When he returned in February 2019, Reigns was finally a legitimate babyface. And then the pandemic hit. Reigns, hesitant to put his health and the health of his and his wife’s newborn twins at risk, pulled out of his scheduled universal championship match against Goldberg at WrestleMania 36 in April.
Reigns was off TV for five months—until Sunday night. To close out SummerSlam, Reigns made a surprise return after the conclusion of the Braun Strowman–Bray Wyatt match. Even more surprisingly, he did it as a villain.
While it’s impossible to know how Reigns’s character will be presented going forward, those unprovoked chair shots are 100% heel behavior. If WWE does go ahead with packaging Reigns as a true villain, it could breathe new life into what has been a stagnant television product. There was already a built-in story line around Reigns’s pursuit to regain the universal title (he absolutely would have won the match against Goldberg at WrestleMania, which instead was won by his replacement, Strowman). Resuming that pursuit as a man driven by vengeance is a much more interesting story.

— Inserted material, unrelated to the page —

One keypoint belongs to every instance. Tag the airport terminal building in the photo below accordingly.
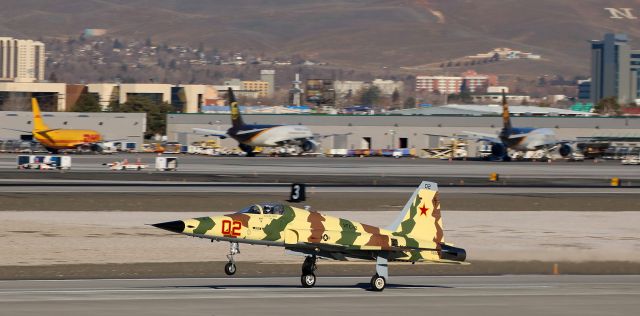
(403, 131)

TV ratings for WWE’s two flagship shows (Raw and SmackDown) have been in the tank ever since production was forced to move into an empty venue. An early May episode of Raw, the last before the Money in the Bank pay-per-view, drew just 1.686 million viewers, the fewest of any episode in the show’s 27-year, 1,400-episode run.
But there’s hope for WWE to bring back some of the eyeballs it lost during the dull period of fan-less shows. Its new “ThunderDome” TV set at Orlando’s Amway Center is a legitimately awesome viewing experience and, most importantly, allows fans to make their voices heard during shows once again. When Roman Reigns comes out this Friday on SmackDown, expect the boos to be as vociferous as ever. Just this time the fans will be happy to be booing.